Conclusion: Forging Equitable Digital Futures
The current model of digital infrastructure presents a significant paradox for the Global South: increased access to global platforms often comes at the cost of national autonomy and the risk of data colonialism. The prevailing centralized model of data and network infrastructure is not a neutral development but a geopolitical reality that perpetuates historical and economic power imbalances. Resources in some cases won’t be enough for some countries who aim at competing with established players, such as in the case of China vs the U.S. and established markets will compete fiercely to maintain their position. It is clear that government intervention is necessary for the Global South to decrease their dependence on data infrastructure and connectivity. The convergence of emerging connectivity technologies like LEO satellites and 6G with decentralized data architectures like federated and edge computing provides a viable technological pathway toward a more sovereign future. While investments are integral part of any strategy, governments and universities can opt for new forms of partnerships.

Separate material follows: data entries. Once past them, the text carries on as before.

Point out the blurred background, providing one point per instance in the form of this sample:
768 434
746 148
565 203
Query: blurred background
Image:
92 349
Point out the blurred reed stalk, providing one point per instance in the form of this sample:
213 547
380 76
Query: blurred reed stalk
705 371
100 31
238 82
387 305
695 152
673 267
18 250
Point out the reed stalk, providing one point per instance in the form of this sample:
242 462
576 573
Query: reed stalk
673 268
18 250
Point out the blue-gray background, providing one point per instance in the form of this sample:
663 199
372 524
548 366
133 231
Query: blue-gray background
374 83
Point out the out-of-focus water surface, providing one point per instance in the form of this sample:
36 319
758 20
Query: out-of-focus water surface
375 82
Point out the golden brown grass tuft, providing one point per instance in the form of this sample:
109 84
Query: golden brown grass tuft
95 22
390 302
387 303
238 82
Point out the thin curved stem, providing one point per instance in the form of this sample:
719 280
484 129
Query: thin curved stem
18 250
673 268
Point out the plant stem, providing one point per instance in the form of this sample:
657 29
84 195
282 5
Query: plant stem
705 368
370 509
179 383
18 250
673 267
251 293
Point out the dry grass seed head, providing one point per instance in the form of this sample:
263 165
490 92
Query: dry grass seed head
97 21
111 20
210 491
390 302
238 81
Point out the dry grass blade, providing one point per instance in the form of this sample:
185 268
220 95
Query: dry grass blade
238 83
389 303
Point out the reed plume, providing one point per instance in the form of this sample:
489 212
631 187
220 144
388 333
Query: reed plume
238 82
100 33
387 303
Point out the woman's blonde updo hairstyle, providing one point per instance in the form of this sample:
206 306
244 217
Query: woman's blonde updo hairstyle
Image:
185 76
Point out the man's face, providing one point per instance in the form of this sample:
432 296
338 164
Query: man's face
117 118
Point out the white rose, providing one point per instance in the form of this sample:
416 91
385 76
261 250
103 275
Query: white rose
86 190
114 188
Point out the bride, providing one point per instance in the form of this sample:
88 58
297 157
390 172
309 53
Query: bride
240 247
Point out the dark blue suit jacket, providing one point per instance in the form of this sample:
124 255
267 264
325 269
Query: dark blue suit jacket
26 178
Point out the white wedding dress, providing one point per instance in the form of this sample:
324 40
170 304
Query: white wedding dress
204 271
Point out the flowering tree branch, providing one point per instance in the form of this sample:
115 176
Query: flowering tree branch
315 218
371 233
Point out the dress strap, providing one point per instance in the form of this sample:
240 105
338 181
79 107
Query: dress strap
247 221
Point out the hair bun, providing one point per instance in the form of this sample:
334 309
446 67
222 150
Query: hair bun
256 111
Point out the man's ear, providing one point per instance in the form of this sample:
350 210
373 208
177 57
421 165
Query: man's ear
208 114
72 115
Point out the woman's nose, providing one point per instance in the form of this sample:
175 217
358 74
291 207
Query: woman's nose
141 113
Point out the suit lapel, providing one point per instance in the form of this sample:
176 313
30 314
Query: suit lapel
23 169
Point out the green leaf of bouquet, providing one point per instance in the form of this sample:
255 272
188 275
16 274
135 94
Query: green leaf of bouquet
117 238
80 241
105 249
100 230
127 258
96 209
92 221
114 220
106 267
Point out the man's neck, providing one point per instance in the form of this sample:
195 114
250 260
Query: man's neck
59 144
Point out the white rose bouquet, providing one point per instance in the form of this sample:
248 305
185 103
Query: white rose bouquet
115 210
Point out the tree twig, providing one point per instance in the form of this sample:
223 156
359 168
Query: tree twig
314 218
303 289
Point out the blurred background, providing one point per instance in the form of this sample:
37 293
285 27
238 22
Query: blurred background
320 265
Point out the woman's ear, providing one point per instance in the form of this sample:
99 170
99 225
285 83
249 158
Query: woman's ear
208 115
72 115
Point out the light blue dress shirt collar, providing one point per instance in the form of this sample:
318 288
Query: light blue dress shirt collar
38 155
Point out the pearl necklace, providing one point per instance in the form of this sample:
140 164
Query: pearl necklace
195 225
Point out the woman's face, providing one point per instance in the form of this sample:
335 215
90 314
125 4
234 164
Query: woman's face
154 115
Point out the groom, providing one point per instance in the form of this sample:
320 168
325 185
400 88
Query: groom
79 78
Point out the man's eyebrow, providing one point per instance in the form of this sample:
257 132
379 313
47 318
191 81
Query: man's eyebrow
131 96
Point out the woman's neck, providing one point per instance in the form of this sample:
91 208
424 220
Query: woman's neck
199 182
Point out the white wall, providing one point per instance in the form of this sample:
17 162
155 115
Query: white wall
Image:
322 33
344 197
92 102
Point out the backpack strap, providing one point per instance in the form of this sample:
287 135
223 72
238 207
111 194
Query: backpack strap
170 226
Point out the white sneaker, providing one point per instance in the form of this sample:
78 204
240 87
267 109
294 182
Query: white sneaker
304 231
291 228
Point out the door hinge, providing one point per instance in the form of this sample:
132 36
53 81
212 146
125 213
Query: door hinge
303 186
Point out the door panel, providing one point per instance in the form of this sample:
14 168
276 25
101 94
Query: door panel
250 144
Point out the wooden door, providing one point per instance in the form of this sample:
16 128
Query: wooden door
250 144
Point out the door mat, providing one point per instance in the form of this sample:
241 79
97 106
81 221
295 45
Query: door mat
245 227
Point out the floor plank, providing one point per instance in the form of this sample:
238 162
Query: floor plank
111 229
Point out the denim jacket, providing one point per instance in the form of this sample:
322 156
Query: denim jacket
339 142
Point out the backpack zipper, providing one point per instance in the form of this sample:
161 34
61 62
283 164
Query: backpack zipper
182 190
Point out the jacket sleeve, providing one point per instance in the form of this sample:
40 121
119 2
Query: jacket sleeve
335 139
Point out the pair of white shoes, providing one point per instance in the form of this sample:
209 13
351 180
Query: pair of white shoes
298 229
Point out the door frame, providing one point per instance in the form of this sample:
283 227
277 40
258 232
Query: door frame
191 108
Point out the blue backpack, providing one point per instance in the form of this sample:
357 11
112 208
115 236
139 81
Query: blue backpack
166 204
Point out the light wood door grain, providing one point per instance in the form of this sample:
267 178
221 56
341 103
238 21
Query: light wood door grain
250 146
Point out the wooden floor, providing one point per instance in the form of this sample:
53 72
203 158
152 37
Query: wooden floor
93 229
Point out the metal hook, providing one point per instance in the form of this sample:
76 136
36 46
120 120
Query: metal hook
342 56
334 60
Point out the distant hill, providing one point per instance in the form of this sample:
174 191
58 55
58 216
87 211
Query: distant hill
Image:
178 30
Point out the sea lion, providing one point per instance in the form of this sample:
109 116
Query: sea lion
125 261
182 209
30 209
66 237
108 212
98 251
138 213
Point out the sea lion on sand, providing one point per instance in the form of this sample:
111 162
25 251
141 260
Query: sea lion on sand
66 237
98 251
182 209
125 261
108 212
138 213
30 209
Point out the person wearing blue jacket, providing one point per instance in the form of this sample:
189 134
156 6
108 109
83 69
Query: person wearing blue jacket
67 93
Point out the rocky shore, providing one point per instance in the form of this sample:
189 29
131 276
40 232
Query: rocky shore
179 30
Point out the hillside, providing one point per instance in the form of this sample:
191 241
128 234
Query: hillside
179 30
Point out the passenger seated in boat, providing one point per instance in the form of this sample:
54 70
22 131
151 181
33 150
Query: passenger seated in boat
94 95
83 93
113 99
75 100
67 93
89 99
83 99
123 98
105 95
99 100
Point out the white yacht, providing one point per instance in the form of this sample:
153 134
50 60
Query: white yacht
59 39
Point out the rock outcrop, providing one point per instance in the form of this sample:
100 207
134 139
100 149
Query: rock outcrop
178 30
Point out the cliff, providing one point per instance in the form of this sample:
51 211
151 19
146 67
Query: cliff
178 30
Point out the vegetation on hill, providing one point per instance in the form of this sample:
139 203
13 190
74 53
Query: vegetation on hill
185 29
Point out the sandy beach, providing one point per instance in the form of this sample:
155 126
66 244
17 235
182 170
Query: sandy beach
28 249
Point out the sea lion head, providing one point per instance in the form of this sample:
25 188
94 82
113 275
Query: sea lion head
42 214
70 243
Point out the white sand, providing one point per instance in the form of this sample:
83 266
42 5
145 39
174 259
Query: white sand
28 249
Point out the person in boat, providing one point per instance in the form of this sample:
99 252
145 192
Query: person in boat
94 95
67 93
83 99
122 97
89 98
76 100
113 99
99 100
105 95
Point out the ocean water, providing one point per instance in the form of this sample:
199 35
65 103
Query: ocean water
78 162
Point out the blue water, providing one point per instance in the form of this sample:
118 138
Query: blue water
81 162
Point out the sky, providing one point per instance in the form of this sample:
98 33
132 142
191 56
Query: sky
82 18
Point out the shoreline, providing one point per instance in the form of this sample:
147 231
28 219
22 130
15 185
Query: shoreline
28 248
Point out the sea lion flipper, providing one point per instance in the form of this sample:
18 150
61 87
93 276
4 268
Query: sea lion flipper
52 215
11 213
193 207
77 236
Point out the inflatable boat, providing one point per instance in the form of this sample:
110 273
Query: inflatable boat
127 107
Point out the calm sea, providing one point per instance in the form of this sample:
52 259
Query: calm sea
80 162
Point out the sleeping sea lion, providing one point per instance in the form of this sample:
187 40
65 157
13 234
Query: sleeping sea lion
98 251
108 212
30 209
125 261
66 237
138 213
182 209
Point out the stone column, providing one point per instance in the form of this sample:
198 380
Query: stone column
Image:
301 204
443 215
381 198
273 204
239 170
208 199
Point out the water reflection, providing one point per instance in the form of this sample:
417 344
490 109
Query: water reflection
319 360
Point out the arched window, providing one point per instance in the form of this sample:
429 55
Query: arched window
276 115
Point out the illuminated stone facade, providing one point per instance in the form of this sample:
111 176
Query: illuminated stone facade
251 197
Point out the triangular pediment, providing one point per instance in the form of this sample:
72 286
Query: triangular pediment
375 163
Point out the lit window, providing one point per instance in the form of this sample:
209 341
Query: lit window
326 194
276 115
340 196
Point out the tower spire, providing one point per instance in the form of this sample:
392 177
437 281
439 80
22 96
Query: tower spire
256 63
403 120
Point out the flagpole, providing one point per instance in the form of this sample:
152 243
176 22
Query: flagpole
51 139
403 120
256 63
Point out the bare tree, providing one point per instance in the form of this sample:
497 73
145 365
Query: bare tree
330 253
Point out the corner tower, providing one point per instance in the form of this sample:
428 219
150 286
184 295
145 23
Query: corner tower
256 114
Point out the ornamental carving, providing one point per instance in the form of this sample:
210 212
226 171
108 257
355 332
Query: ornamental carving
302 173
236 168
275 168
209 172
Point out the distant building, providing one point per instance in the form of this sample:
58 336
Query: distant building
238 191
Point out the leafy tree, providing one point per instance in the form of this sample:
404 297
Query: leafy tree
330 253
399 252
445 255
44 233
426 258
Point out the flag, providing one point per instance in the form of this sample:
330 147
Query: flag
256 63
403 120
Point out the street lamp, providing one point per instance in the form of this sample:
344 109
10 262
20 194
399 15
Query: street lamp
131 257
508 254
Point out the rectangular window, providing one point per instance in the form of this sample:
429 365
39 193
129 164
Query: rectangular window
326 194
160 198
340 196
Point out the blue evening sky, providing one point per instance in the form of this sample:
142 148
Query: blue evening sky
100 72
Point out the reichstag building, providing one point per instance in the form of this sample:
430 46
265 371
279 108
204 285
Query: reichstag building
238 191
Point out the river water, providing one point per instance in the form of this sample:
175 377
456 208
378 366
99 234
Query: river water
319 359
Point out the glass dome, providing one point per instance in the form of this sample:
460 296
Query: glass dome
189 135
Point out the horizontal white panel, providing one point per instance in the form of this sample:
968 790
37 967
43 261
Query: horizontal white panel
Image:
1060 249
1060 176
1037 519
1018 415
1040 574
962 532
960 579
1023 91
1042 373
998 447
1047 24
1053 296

To realize this potential, a strategic, multi-pronged framework is required. It demands proactive policy and governance to ensure data residency and interoperability. It necessitates diversified investment strategies and sustainable funding models to build and maintain critical infrastructure. Most importantly, it requires a commitment to building local human capital and adopting ethical frameworks that empower communities and ensure the equitable distribution of benefits. The path to decolonizing the digital research ecosystem is a long-term undertaking, requiring sustained political will and collaboration. By strategically building their own digital public infrastructure and fostering robust South-South collaboration, Global South nations can forge a new, equitable, and autonomous future for science, innovation, and development.